It’s not exactly the Majestic Theatre, but Broadway’s biggest landlord is now the proud owner of a picturesque five-story warehouse in the shadow of the cruise ships and piers along Manhattan’s far West Side. As first reported exclusively here in July, the Shubert Organization, which owns 17 of Broadway’s 40 designated theaters (including the Opera Ghost’s crib, the Majestic) has bought the former H.B. Day Warehouse at 604-606 West 48th Street, between 11th Avenue and the West Side Highway. The sale price was $11.25 million, $1.25 million above the $10 million ask, according to New York City documents obtained by Deadline.

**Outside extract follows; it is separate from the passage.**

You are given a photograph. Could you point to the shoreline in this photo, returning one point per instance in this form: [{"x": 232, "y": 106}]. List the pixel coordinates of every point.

Built in 1929, the warehouse is slightly younger than most of the Shubert theaters. Amenities on the 24,000 square-foot building include a full basement, a freight elevator and ground-floor parking, which Shubert executives don’t need, since they already can park for free in Shubert Alley, by the Shubert Theatre, home to Matilda and soon to be bookended by Bradley Cooper’s John Merrick, The Elephant Man, at the Shubert-owned Booth. “The property holds tremendous promise as a headquarters, showroom, production and/or distribution facility for a wide array of firms involved in the media, fashion or service industries,” according to an offering brochure obtained by Deadline.
The deal was set in motion last spring with the formation of “604-606 W 48th St. LLC,” filed with the New York State Secretary of State. The principal of the limited liability corporation is Gilbert C. Hoover IV, the Vice President and General Counsel at Shubert, whose offices are above the Shubert Theatre at 234 W. 44th Street. Hoover did not return a call seeking comment about the purchase.
However, the nonprofit Shubert Organization has been on a buying and spending spree of late. It’s taking over the five-theater off-Broadway New World Stages complex on West 50th Street, at a cost of more than $20 million. Most of the transactions relate to air rights above the landmarked Shubert theaters, which the company can sell to builders looking to add more floors to the skyscrapers now sprouting up like wheat stalks in and around the Theater District. Since 2008, Shubert has grossed some $50 million in sales of air rights, and as a nonprofit corporation, it needs to stash the cash somewhere.
Now it has a new package to pitch: Along with the Day building’s 24,000 actual square feet on the 50-foot-by-100-foot lot is the more ephemeral 1,105 square feet of air rights that come with it. Those rights currently are selling at around $400 per square foot — and rising.